Folium Systems

AI systems for real operations

Model improvement

Fine-tuning should be a controlled release process, not a blind upload.

A custom model only helps when the training data, evaluation, release gate, rollback, and business behavior target are clear. Folium makes model improvement reviewable.

Buyer search intent

What this page is built to answer.

A buyer wants custom model behavior, fine-tuning, evaluation, or private model improvement without losing control of quality.

Question

Do we need fine-tuning or better retrieval and prompts?

Question

How do we prepare data safely?

Question

How do we compare candidate models?

Question

What gates should exist before release?

Folium answer

The answer is a controlled operating path.

Folium turns the search problem into a decision-ready workflow: what to inspect, what to build, what to govern, what to measure, and what the business should own after launch.

01

Start with the behavior target and failed cases.

02

Prepare datasets with lineage, cleaning, labels, and privacy boundaries.

03

Compare candidates with evals, reviewer notes, and release records.

04

Promote only when the model is useful, safer, and supportable.

Delivery workflow

How Folium moves from search intent to working capability.

The work is deliberately sequenced so the buyer can see the pressure, approve the boundary, inspect the build, and decide the next stage.

01

Behavior target

Name what the model should do better, what failure looks like, and what examples prove readiness.

02

Dataset preparation

Clean, classify, label, deduplicate, redact, and structure examples with lineage and reviewer ownership.

03

Candidate evaluation

Run comparisons across base models, prompts, retrieval, SFT, preference optimization, and focused repair sets.

04

Release control

Use promotion gates, rollback gates, model notes, support owners, and retraining triggers.

Useful outputs

What a serious buyer should expect to receive.

These are the artifacts that turn AI interest into something a business can inspect, challenge, fund, support, and improve.

Model improvement plan

Dataset readiness checklist

Evaluation case set

Candidate comparison table

Model release record

FAQ

Questions this search usually hides.

These answers keep the page useful for humans while giving search engines and AI answer systems a clear view of the service boundary.

Should every AI project use fine-tuning?

No.

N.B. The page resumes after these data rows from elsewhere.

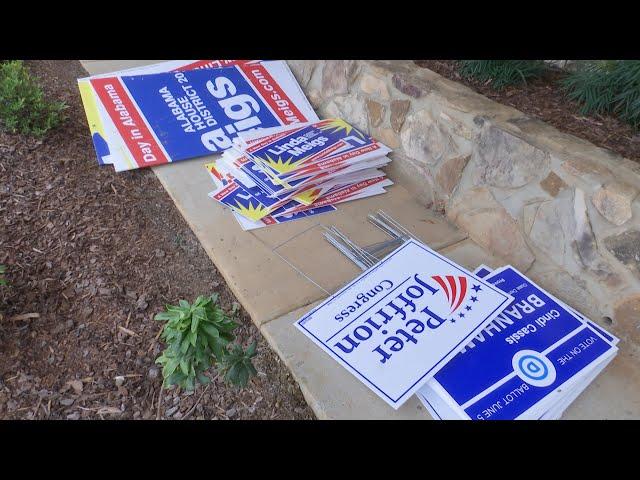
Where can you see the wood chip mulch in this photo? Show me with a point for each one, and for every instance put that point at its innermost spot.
(92, 256)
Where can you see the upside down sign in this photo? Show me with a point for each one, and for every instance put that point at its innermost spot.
(401, 321)
(148, 117)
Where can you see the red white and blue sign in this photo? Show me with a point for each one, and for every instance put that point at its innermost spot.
(155, 118)
(523, 363)
(401, 321)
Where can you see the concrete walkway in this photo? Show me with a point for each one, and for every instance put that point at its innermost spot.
(280, 272)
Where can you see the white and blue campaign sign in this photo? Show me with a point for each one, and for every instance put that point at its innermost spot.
(402, 320)
(482, 271)
(157, 118)
(533, 353)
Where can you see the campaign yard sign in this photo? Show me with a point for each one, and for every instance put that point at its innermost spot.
(524, 363)
(399, 322)
(157, 118)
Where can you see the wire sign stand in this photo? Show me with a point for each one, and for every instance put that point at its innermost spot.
(366, 257)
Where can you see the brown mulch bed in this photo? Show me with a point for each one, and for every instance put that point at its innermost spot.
(543, 99)
(96, 255)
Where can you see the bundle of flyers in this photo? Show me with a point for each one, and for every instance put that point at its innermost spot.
(482, 345)
(531, 362)
(281, 174)
(183, 109)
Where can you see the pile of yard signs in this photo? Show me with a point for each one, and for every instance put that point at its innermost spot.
(184, 109)
(281, 174)
(482, 345)
(531, 362)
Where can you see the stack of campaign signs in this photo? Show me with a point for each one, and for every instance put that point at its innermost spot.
(483, 345)
(282, 174)
(280, 162)
(183, 109)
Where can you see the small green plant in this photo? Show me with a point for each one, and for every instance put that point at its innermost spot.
(607, 87)
(501, 73)
(199, 336)
(23, 107)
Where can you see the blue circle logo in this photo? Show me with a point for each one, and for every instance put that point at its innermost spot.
(534, 368)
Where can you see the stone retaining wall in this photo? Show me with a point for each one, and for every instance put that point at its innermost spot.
(553, 205)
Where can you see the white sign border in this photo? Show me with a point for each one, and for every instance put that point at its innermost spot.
(396, 403)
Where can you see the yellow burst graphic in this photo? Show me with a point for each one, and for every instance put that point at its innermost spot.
(337, 124)
(279, 165)
(251, 212)
(307, 197)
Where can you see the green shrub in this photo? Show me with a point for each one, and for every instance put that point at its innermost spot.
(198, 336)
(607, 86)
(23, 107)
(501, 73)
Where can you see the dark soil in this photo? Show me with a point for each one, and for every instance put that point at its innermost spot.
(543, 99)
(94, 255)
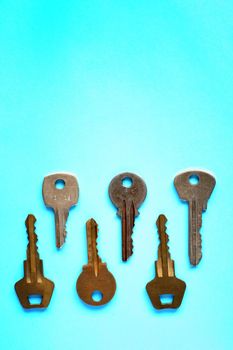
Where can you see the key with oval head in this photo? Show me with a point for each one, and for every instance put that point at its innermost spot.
(195, 187)
(127, 200)
(33, 284)
(60, 199)
(95, 277)
(165, 285)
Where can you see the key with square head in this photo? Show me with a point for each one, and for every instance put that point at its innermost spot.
(127, 200)
(33, 284)
(165, 283)
(60, 199)
(95, 279)
(195, 187)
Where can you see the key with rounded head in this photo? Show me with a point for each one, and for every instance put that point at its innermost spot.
(195, 187)
(95, 277)
(165, 284)
(33, 283)
(60, 192)
(127, 200)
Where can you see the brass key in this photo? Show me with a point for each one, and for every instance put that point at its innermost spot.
(95, 277)
(197, 195)
(165, 284)
(127, 200)
(33, 284)
(61, 200)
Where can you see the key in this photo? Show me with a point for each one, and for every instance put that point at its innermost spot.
(165, 284)
(95, 279)
(33, 283)
(197, 195)
(61, 200)
(127, 200)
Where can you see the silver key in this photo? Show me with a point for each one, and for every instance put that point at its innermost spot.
(60, 199)
(197, 195)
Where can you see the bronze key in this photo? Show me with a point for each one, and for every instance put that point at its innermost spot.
(127, 200)
(61, 200)
(165, 283)
(33, 283)
(95, 277)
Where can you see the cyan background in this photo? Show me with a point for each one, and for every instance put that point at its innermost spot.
(96, 88)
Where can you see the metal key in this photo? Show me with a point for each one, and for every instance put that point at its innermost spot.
(165, 284)
(127, 200)
(95, 277)
(197, 195)
(33, 283)
(61, 200)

Many problems are better solved with RAG, workflow design, structured prompts, tools, rules, or smaller scoped routes. Folium helps choose the right path.

What makes fine-tuning safer?

Clear data lineage, privacy review, eval cases, failed-case repair, candidate comparison, release gates, rollback, and human approval.

Can Folium work with existing models?

Yes. Folium can evaluate, route, adapt, compare, or improve existing open-source, private, local, or provider-based models when appropriate.

Start here

Turn the search into the first reviewable workflow.

Folium can help translate this need into scope, architecture, data boundaries, working surface, evaluation, governance, and a practical next-stage decision.

Common questions

Questions this page answers.

Should every AI project use fine-tuning?

No. Many problems are better solved with RAG, workflow design, structured prompts, tools, rules, or smaller scoped routes. Folium helps choose the right path.

What makes fine-tuning safer?

Clear data lineage, privacy review, eval cases, failed-case repair, candidate comparison, release gates, rollback, and human approval.

Can Folium work with existing models?

Yes. Folium can evaluate, route, adapt, compare, or improve existing open-source, private, local, or provider-based models when appropriate.

Folium operating standard

The work should move like machinery, but feel human to operate.

Every Folium path points back to the same discipline: protect the business, make the work visible, give people control, and move only when the record is strong enough to carry the next decision.

  1. 01 Understand

    Translate pressure into one workflow the team can explain.

  2. 02 Validate

    Make the future visible before private data or dependency.

  3. 03 Control

    Define owners, permissions, runtime, records, and rollback.

  4. 04 Operate

    Improve the system after launch instead of leaving a fragile demo.